Within these researches, the 2 Units proposing this project have started in these past years an intense research activity aimed at synthesizing and characterizing a series of novel compounds active on the PBR. The results of these studies have led to the identification of a series of 2-phenyl-imidazo[1,2-a]pyridinacetammide derivatives that have shown high capacity to bind with high affinity and high selectivity to PBR, and to effectively stimulate the biosynthesis of steroids in brain as well as peripheral organs (51-54).

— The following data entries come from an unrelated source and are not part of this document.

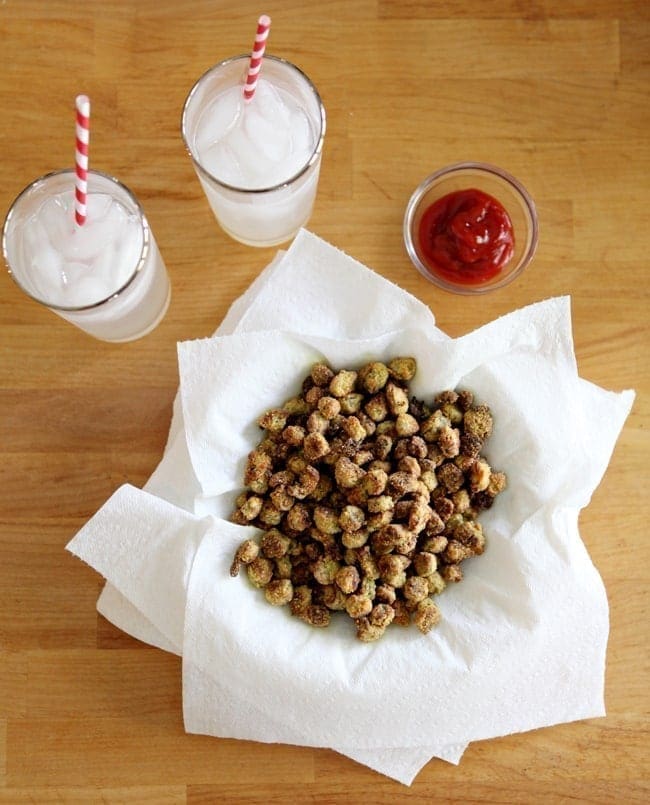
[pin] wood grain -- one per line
(557, 93)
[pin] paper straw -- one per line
(255, 65)
(82, 131)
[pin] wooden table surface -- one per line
(556, 93)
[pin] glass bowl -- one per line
(498, 184)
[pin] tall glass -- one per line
(253, 210)
(106, 277)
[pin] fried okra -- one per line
(367, 497)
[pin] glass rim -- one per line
(458, 167)
(254, 190)
(144, 252)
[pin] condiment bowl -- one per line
(494, 182)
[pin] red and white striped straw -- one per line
(82, 138)
(255, 65)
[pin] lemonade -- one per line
(106, 276)
(258, 161)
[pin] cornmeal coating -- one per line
(367, 497)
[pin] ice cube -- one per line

In this new research project, we propose to synthesize a new series of derivatives obtained with introducing polar and ionisable moieties at position 2 and 8 of the imidazopyridineacetamide lead structure (for chemical structures, see the project of Bari’s unit) and evaluate their PBR binding affinity and selectivity, their effects of on the function of mitochondrial ion channels coupled PBR, and their efficacy in stimulating the steroidogenesis,. The overall objective will be to identify and characterize the pharmacological activity of new high affinity and selective ligands for PBR which may be useful for the pharmacological modulation of the different functions regulated by PBR, particularly the steroidogenesis, for obtaining antitumor-drug conjugates, and for the preparation of radiolabeled compounds as markers of PBR in positron emission tomography (PET) for the diagnosis of different neurodegenerative diseases.

Elements and criteria proposed for the assessment of the results obtained
Chemical synthesis and characterization of novel compounds useful in biomedical research and in clinical practice, both as therapeutical agents that modulate the synthesis of neuroactive steroids and the site-directed delivery of antitumor drugs, and as markers for diagnostic purposes in different tumor and neurodegenerative pathologies.